It is believed that the project has great chances to be successful, and by working with the
representatives of the pharmacy in getting and analysing the data, the chances for improvement
are endless. The goal for this project will be to create a better flow, to identify the flow with
visuals and reduce the wait time for customers.

1.Introduction
1.1 Company Background
The University Hospital is a 247 bed medical facility that is located on the campus of the
University of Missouri in Columbia. It serves as not only a Critical Care facility for patients, but
also as a research hub for medical faculty and students needing training as nurses and doctors. It
is the only Level 1 trauma center in Central Missouri, and with the advanced research being done
at the hospital, it offers highly specialized care not found in other medical centers in the area.

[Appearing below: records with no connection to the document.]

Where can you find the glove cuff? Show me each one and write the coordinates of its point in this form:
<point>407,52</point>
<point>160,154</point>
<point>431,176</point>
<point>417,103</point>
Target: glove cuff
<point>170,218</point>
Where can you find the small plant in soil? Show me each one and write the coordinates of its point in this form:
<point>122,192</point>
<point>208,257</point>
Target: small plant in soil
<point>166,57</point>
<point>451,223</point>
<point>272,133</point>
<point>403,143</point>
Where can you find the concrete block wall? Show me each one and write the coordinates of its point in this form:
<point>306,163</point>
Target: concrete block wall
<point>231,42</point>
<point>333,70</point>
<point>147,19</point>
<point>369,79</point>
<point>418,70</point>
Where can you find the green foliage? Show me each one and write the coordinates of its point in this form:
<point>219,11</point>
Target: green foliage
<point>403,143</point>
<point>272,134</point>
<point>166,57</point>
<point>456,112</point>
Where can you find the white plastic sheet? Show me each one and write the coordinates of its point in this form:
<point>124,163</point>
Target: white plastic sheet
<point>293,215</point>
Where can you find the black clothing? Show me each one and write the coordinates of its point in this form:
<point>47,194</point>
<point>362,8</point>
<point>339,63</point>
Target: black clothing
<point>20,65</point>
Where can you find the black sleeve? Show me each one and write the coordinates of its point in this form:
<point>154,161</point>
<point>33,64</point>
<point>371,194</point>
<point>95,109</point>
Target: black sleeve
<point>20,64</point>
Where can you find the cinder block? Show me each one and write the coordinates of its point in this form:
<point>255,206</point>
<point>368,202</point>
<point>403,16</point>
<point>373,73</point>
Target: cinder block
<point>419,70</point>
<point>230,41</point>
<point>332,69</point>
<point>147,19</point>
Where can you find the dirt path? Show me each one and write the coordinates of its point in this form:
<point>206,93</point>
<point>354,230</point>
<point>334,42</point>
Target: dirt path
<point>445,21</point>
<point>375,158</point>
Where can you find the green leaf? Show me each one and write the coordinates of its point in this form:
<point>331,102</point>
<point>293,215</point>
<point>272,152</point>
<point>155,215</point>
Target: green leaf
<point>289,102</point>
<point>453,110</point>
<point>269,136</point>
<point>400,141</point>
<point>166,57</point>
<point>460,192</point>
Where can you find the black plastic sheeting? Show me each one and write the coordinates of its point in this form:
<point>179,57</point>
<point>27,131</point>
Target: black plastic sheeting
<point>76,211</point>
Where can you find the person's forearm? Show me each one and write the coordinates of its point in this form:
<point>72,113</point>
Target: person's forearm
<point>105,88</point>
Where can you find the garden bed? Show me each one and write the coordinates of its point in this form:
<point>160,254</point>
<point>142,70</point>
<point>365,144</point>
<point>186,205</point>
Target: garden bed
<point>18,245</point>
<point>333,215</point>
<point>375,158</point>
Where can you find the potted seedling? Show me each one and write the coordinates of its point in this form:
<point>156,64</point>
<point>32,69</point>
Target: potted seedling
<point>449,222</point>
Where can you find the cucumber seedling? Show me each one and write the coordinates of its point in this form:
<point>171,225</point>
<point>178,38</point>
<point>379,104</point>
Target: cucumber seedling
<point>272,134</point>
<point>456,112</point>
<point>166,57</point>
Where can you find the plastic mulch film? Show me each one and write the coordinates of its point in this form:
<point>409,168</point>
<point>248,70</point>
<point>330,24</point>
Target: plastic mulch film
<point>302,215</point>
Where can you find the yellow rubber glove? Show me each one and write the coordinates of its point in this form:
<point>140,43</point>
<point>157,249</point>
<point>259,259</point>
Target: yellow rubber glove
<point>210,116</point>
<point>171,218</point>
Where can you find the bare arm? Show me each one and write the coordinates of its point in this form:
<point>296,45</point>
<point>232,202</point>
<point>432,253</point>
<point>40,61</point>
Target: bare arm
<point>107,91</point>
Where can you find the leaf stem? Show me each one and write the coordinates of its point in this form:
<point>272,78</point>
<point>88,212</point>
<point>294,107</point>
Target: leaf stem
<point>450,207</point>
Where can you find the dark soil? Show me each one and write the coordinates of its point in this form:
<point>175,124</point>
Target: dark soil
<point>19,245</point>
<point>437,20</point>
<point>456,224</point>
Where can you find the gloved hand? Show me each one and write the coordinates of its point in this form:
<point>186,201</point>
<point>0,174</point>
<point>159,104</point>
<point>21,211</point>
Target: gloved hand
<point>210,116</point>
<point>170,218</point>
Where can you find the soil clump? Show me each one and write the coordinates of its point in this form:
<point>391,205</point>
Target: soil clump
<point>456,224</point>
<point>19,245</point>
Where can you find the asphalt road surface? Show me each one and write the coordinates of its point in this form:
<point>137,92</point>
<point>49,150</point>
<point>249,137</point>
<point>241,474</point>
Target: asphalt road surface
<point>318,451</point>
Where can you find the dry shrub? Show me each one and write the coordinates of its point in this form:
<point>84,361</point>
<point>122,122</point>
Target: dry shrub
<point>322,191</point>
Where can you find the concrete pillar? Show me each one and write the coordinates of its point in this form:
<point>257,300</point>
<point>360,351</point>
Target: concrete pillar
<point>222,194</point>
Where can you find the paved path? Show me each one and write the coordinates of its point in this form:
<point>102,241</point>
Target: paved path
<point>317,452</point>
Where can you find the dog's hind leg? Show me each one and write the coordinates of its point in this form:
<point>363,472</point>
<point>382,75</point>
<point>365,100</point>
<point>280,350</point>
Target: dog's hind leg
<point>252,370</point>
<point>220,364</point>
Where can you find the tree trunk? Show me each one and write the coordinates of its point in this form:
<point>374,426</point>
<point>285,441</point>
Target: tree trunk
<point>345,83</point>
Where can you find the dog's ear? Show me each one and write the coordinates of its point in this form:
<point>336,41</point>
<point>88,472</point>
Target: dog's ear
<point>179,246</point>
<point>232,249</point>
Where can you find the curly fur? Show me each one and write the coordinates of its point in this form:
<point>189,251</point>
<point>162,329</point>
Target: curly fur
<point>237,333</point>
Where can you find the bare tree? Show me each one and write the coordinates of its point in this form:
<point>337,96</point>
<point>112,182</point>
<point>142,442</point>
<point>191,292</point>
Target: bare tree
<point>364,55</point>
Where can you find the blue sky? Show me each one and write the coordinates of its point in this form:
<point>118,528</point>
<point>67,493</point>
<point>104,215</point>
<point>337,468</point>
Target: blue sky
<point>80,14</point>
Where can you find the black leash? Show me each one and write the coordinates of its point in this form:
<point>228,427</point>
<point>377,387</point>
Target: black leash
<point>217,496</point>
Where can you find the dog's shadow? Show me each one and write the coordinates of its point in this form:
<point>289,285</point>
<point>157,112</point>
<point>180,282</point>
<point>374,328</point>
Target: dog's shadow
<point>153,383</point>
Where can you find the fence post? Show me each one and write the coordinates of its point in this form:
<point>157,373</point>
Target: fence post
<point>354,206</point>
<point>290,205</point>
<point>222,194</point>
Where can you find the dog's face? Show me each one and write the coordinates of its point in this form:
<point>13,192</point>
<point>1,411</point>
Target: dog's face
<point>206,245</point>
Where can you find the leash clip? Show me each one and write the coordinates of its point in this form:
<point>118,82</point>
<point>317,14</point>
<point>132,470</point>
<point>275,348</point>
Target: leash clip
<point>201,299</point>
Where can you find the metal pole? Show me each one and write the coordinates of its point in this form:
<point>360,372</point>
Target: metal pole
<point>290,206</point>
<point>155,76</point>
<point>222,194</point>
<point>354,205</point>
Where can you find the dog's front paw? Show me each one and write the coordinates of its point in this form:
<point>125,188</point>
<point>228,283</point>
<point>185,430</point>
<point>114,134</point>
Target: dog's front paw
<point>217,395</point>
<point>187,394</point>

With over 25,000 emergency room patients, and thousands more full time patients cared
for each year, the medication needs of the University Hospital are extensive. To provide for these
requirements, the Hospital has 9 pharmacies located around Columbia from which patients can
pick up medication. There is a primary pharmacy housed in the lobby of the hospital that serves
as the provider for not only prescription pick-ups, but for medication orders for all the in house
patients located throughout the facility. Millions of medication orders flow through this
pharmacy every year.
1.2 Objective of Assessment
The University Hospital pharmacy will be the focus of this project, with the goal of
assessing their current procedures and finding opportunities for improvement. On average, it
takes the pharmacy about 20 minutes to fill a prescription but can sometimes take up to 2 hours.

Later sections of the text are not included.